As I’m writing this article, I’m sitting at a desk in Saint Louis, MO. This city has a very special meaning in my heart. This is the first time I came to America. This is where I started my American dream toward Harvard. I left everything and everybody behind, packed my bags, hopped on a plane, and crossed the ocean for this dream. And Saint Louis is where I started the journey toward my dream. But it doesn’t stop here. This place has even more meanings than my dream and my journey to America. This is the first time I met God. I’m sure that He already knew me even before I was born, but here is where I first knew of Him. This is where I met Him for the first time.
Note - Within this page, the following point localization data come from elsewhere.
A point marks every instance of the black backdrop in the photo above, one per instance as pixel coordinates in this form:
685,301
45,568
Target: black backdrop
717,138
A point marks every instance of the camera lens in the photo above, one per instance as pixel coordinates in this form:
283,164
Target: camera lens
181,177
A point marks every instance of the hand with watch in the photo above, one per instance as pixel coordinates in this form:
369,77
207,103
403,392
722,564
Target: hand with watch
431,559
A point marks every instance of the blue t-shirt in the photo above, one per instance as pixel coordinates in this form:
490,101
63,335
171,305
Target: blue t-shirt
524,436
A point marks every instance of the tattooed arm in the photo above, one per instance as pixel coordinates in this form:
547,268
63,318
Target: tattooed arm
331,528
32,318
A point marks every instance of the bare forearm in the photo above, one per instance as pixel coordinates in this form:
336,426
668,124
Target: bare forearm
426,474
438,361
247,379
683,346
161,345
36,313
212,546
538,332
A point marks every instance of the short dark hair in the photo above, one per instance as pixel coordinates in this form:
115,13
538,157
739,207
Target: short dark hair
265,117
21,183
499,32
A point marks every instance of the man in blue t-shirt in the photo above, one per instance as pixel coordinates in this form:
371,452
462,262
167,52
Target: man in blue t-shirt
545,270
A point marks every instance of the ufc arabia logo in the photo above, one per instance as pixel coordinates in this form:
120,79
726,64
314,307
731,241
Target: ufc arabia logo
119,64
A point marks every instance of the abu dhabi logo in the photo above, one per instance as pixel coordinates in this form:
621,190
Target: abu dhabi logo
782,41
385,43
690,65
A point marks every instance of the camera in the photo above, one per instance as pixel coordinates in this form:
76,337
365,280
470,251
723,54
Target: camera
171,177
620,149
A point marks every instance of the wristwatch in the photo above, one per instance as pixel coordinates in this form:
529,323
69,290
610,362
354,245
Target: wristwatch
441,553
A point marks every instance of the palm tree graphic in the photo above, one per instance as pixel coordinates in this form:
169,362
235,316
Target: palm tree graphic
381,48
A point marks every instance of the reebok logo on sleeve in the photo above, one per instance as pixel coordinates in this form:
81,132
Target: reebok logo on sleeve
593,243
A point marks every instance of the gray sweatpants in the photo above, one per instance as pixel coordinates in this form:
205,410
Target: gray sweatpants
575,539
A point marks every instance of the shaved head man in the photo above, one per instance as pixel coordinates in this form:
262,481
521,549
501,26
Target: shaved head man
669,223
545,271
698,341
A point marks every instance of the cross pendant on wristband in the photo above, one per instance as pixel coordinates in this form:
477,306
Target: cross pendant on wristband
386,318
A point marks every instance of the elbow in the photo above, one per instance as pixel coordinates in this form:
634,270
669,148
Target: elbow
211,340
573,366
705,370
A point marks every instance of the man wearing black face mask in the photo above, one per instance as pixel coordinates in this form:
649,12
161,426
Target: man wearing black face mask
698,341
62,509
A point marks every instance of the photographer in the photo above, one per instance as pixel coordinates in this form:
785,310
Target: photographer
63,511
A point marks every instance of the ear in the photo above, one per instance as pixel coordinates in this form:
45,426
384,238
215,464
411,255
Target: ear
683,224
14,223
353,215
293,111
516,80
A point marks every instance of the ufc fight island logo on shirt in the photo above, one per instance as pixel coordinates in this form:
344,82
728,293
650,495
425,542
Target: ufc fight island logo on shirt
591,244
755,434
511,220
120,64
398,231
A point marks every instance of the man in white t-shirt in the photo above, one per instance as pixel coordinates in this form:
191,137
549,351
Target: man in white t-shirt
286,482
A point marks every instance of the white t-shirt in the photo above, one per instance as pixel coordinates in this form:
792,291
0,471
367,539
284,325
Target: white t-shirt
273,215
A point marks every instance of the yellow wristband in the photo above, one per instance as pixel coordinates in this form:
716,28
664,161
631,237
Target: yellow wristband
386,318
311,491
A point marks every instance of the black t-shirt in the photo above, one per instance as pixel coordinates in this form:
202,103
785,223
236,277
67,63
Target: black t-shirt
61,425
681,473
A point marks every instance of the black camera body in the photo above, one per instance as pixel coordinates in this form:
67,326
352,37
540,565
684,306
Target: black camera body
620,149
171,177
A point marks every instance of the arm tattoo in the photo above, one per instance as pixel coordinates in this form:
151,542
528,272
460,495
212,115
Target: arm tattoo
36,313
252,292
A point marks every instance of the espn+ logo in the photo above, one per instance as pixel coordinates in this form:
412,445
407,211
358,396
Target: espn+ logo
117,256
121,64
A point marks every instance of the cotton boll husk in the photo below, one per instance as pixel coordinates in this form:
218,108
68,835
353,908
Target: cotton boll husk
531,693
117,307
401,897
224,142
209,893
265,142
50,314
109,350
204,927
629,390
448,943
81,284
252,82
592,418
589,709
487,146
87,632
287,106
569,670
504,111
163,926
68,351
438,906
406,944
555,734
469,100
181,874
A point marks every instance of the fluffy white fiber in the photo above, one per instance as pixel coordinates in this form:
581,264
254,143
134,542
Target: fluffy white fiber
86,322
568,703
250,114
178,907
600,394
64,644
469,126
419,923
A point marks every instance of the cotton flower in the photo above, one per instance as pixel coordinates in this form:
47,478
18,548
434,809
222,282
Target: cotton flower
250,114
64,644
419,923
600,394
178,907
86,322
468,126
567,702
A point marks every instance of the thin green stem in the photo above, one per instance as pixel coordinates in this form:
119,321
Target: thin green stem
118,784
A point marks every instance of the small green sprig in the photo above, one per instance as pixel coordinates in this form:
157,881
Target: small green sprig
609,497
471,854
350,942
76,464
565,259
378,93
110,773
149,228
It’s my first time going to church, first time going to Sunday school, first time experiencing a church retreat (where I met Him for the first time through the love of His disciples), first time knowing the name of Jesus and what it means, first time opening and reading the Bible (before that I didn’t even know what a Bible looks like), first time hearing so many words I didn’t understand: salvation, sin, Christ/Messiah, forgiveness, unconditional love, etc. My journey of faith didn’t start till I moved to Wisconsin when my mom passed away, but Saint Louis is like a baby step to prepare me for the building of the foundation of faith later in Green Bay. Coming back to this city this weekend for a wedding is like a confirmation from God to reflect on the journey of how we started our relationship, how we met for the very first time, and what changes He has made in my life (for that I’m grateful for all eternity). The closer I get to God, the more I realize what a spoiled brat I am and how much I don’t deserve Him. Yet at the same time, the more confidence I have in my identity in Christ and the stronger my faith gets. That doesn’t make any sense, or maybe it does but I just don’t get it. Either way it’s such a wonderful thing to be with God and to walk with Him everyday. Now writing this article in this city marks a full circle of our relationship. It doesn’t end here. It’s just exciting to walk through the rest of life with Him.